"Alexa, appelle la police !"
Vous n'avez sans doute jamais prononcé ces mots. Pourtant, si les fabricants d'appareils connectés ont leur mot à dire, vos assistants vocaux domestiques pourraient bientôt le faire à votre place.
Cette perspective semble positive : faciliter l'accès aux services d'urgence est bénéfique. Cependant, elle soulève de sérieuses questions de confidentialité à mesure que ces technologies se démocratisent.
En 2017, une blague virale invitait à demander à Siri d'appeler le "108", équivalent du 911 en Inde, forçant l'assistant à contacter la police quel que soit le pays.

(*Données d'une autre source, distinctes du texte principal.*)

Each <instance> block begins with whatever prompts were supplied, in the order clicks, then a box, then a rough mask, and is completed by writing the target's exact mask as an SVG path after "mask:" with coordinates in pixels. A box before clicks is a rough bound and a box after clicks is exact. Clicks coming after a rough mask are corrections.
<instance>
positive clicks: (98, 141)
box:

Siri peut effectivement appeler le 911 ou les pompiers sur demande. En revanche, Google Home et Alexa ne le font pas nativement, sauf avec des extensions comme Amazon Connect pour une ligne fixe.
Mais les choses évoluent pour Alexa. Début 2018, la police du Lancashire (Royaume-Uni) a lancé une compétence Alexa pour des mises à jour en direct.
Il s'agit d'une compétence tierce développée par la police, non d'une fonctionnalité native d'Amazon.
Cette compétence diffuse les alertes d'urgence du Lancashire. Prochaines étapes envisagées : signaler des crimes via Echo ou accéder à des détails comme les mandats.

Où est le problème ? Les rapports de crimes stockés sur les serveurs Amazon, non ceux de la police, exposent vos échanges autrefois privés.
Amazon n'a pas manifesté d'intérêt à monétiser ces données. Mais imaginez : signaler un vol de vélo via Echo, puis voir des pubs pour des vélos... Ou des suggestions de packs de glace après un signalement de violence domestique.
Les défenseurs de la vie privée s'inquiètent légitimement. Accorder à Amazon l'accès aux mandats police amplifierait ces craintes.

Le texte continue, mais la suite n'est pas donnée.